Kremuzio

Underboobs e Bikini-bridge dopo i selfie?


Beh, se ad una moda non ne seguisse un’altra, sarebbe una brutta cosa per la nostra civiltà, per cui, ecco che come continuazione di qualcosa che sia sulla bocca di tutti, abbiamo qualcosa che potrebbe essere simile, ma anche molto differente.Tutto cominciò dai selfie, cosa che praticamente tutti hanno fatto, con l’aiuto di una qualsiasi fotocamera o cellulare, neanche poi troppo moderni. Sono parecchi anni che ci si diverte a mantenere più distante possibile il proprio braccio con in mano la macchinetta che scatterà fotografie, dopo essersi inquadrati o facendo finta di inquadrarsi, con una smorfia detta anche facciadapapera o duckface per chi ha studiato. Praticamente si tratta di quella smorfia durante la quale tutte le belle ragazze diventano brutte ed antipatiche. Ecco, meglio spostare l’obbiettivo da qualche altra parte più attizzante e che non faccia vedere smorfie.
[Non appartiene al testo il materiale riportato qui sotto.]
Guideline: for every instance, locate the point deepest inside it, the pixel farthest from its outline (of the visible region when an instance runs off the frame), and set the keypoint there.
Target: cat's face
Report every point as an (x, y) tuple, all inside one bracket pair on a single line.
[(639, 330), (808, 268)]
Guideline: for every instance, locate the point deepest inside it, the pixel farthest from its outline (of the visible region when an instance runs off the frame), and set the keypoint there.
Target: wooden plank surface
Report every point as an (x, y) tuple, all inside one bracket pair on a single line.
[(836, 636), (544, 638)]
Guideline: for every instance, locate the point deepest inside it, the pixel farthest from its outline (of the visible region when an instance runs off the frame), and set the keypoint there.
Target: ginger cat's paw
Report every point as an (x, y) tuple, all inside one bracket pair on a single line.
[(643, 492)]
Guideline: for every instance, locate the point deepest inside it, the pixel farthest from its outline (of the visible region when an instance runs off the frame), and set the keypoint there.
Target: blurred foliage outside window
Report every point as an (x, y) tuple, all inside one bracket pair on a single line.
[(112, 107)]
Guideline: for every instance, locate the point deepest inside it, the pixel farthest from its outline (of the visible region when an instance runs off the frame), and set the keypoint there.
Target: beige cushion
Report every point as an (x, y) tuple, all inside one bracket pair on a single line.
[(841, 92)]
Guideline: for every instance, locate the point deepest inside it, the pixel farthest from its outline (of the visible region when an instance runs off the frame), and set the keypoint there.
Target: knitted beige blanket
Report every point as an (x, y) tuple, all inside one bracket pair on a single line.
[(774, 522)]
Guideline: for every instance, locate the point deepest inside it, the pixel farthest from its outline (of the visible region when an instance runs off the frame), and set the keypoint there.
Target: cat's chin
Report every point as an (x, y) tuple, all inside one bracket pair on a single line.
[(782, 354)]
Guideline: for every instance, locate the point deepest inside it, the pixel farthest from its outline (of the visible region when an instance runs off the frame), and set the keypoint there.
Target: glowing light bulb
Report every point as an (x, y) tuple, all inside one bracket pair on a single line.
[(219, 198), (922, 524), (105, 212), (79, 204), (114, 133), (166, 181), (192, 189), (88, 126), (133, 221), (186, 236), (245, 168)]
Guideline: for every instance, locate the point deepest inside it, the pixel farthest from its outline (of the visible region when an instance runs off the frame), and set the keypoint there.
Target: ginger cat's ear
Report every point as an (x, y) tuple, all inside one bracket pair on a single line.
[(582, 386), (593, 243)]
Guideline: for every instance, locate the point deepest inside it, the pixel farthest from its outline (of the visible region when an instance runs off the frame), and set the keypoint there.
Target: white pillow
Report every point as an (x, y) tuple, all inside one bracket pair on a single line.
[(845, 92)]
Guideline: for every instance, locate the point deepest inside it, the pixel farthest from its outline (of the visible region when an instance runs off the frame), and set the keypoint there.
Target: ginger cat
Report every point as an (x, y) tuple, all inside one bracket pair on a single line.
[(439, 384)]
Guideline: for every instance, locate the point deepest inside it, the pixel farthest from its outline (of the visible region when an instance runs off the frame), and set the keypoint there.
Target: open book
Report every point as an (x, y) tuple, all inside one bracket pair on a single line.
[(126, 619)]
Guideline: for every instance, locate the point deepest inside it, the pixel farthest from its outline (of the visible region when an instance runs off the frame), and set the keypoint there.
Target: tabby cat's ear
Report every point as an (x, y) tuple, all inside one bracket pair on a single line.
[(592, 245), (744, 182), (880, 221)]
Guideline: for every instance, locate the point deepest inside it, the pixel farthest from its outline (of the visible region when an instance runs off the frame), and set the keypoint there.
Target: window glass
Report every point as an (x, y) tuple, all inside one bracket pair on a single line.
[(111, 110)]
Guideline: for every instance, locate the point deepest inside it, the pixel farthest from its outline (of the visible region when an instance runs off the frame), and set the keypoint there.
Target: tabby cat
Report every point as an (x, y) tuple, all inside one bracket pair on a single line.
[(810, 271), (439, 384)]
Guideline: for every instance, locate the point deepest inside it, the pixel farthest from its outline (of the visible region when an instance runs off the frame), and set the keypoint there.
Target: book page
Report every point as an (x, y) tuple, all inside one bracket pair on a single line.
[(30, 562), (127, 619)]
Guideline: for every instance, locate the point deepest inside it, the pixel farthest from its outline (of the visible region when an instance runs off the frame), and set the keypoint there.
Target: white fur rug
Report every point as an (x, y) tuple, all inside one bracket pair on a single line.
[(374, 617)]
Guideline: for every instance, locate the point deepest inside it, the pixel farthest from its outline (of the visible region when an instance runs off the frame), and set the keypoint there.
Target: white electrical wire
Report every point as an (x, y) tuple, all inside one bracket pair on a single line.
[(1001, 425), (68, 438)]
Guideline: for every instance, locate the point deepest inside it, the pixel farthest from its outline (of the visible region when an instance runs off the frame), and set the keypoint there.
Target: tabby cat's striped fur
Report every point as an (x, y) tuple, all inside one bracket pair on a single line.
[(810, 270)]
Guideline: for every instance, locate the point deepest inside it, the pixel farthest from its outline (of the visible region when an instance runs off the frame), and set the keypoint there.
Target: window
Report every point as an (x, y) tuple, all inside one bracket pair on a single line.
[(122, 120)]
Ad esempio per le più coraggiose e prestanti al posto del solito selfie c’è quella bella angolazione detta underboobs, dove la ripresa dal basso mostra la parte sotto della scollatura, luogo poco visibile nella vita di tutti i giorni. Eppure varrebbe la pena di vedere il mondo da sotto, con vestitini poco coprenti che mettano in evidenza quanto più ben di Dio possibile. Un bel toppino di qualche misura inferiore alla taglia portata di solito o un gesto di scopertura ben malizioso, ed ecco fatto un ottimo underboob, che si può anche fare al coperto tra le mura amiche, senza bisogno di andarsene in spiaggia, come deve accadere per il:Bikini-bridge… Ecco uno di quei punti che a noi maschietti piace molto, forse perché in quel vuoto che si vede, si intuisce molto, e si capisce anche parecchio sull’anatomia che può essere cicciosa o seccardina, glabra, artistica o cespugliosa. Un ponte tirato su, e sotto molta ombra fresca e calda.Ebbene quanti ricordi di tanti anni fa quando le amiche sdraiate sul telo ben pulito dalla sabbia e profumato di sudore e crema abbronzante, erano laggiù sdraiate ad incamerare abbronzatura con quell’elastico o meglio cordino che tra le anche si tendeva come una piccola amaca sulla quale si sarebbe voluto, noialtri allupati, riposare morbidamente. Oppure quante volte avremmo voluto con un dito sollevare quell’elastico e tenderlo come un arco e sbirciare meglio e molto più di quei due-tre pelazzi lunghi e ricci che spuntavano sbarazzini e più misteriosi della foresta vergine.
Adesso sul lucido dell’olio ci riflette il sole, ma è pur sempre un gran bel vedere… E via con i nuovi selfie!